Any claim that the estradiol patch shortage is meaningfully caused by more women now demanding hormone treatments is a distraction. It is also misogyny, pure and simple, to imply that the solution to the shortage is for women’s health advocates to dial it down and for women to temper their expectations. The scarcity of estradiol patches is the outcome of a broken system refusing to provide adequate supply.
Meanwhile, there are a few strategies to cope.
- Ask your prescriber about alternatives. Estradiol is available in multiple formulations, including gel, spray, cream, oral tablet, vaginal ring and weekly transdermal patch, which is a different product from the twice-weekly patch and may be more consistently available depending on manufacturer and region.

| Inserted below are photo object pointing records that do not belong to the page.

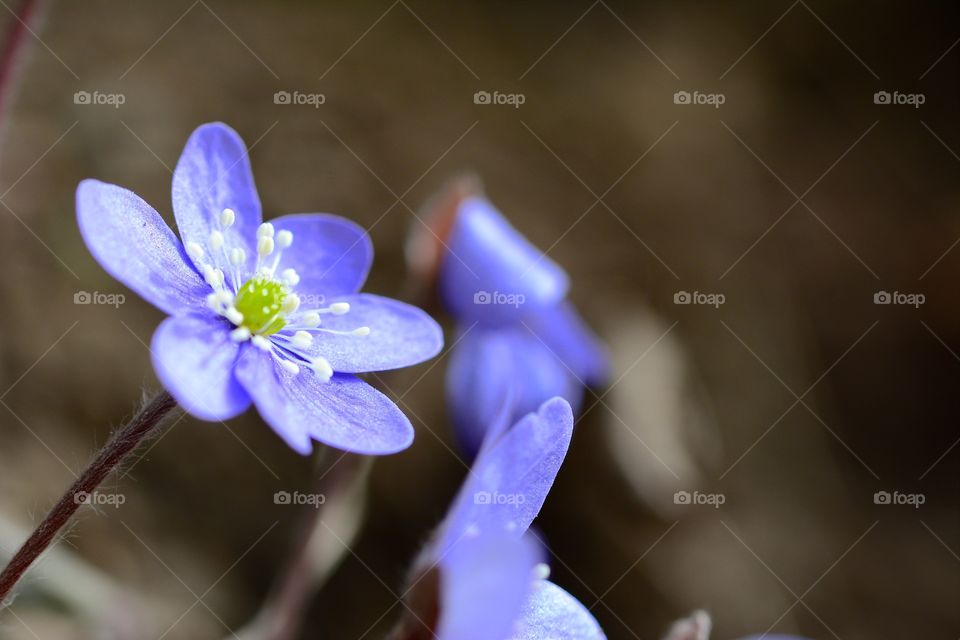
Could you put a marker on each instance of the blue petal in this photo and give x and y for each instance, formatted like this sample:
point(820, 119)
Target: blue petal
point(550, 613)
point(345, 413)
point(194, 357)
point(486, 363)
point(132, 242)
point(509, 482)
point(400, 335)
point(566, 334)
point(484, 582)
point(331, 255)
point(491, 272)
point(214, 174)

- Consider an online pharmacy. Many are doing a good job locating and filling these prescriptions from outside the pharmacy benefit manager system.

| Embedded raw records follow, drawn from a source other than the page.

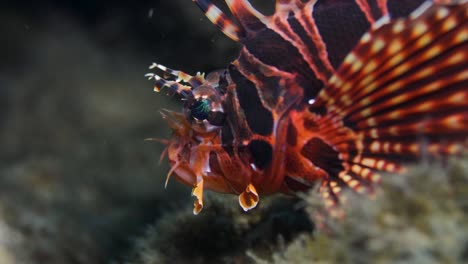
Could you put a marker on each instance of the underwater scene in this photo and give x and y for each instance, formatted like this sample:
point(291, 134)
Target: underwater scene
point(260, 131)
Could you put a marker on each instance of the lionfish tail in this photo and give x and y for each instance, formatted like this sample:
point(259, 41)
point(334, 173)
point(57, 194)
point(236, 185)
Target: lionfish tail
point(401, 95)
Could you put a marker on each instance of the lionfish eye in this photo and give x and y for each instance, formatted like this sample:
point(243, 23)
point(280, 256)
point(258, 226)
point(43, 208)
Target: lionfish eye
point(200, 109)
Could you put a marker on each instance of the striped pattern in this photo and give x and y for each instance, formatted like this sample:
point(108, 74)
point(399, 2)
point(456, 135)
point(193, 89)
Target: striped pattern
point(401, 93)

- Call ahead. Patch shortages are inconsistent across regions and distributors. A call to pharmacies in your area, or a broader geographic radius if you’re able, can locate stock that your regular pharmacy doesn’t have.
- Consider a compounding pharmacy. These sources can sometimes meet needs when commercially manufactured products are inaccessible. The hormones used are the same FDA-regulated bulk ingredients.

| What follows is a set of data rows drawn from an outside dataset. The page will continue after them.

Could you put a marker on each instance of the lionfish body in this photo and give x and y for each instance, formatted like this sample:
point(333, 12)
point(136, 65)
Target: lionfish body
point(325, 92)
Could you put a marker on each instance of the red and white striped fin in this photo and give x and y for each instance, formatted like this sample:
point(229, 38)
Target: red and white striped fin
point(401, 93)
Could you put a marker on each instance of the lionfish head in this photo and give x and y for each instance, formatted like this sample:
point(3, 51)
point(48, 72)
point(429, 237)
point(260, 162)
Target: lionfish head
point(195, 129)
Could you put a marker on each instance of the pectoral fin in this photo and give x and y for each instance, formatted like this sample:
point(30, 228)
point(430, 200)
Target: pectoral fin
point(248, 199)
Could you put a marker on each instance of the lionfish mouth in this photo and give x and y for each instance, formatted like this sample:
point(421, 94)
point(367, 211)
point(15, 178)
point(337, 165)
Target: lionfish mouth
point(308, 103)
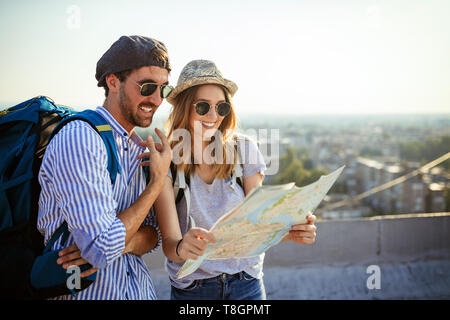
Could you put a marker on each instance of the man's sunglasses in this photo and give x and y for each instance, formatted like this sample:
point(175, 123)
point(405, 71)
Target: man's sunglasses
point(147, 89)
point(203, 107)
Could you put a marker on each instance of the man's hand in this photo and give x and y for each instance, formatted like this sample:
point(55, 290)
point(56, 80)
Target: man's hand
point(303, 233)
point(160, 156)
point(194, 243)
point(71, 256)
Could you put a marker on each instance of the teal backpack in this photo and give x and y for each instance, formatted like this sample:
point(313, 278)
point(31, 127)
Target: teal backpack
point(27, 269)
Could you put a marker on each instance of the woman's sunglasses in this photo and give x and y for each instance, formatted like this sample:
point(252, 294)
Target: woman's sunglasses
point(147, 89)
point(222, 108)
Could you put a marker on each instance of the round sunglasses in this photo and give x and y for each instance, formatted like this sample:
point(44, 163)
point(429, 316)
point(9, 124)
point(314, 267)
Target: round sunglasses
point(203, 107)
point(148, 88)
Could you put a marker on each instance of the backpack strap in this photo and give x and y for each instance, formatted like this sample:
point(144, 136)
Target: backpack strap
point(101, 126)
point(180, 184)
point(238, 173)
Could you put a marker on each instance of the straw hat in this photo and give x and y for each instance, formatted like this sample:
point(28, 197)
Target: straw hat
point(198, 72)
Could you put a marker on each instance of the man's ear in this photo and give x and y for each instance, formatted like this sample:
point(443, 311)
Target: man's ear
point(113, 83)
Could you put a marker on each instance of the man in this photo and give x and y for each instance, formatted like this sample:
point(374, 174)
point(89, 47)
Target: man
point(111, 225)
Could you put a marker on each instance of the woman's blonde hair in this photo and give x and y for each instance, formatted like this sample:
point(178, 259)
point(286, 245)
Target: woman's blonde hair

Beyond those Band-Aid solutions, more Americans need to fight for systemic change. The FTC report exists because Congress asked for it and committed to legislation that will address at least some of the problems. The FDA took action to change the labeling on estrogen in the face of citizen and medical experts’ pressure; it should do more now to demand transparency from patch manufacturers.
Most importantly, it is on all of us to call out the cracks in the current system. Instead of repeating “there’s a patch shortage” or a “surge in demand,” say that a shockingly small minority of menopausal women still even get hormonal treatments prescribed at all, and three drug companies control the vast majority of claims in this country. Those are the real problems that need real solutions.
Jennifer Weiss-Wolf, the executive director of the Birnbaum Women’s Leadership Center at New York University School of Law, is the author of the forthcoming book “When in Menopause: A User’s Manual & Citizen’s Guide.” Suzanne Gilberg, an obstetrician and gynecologist in Los Angeles, is the author of “Menopause Bootcamp.”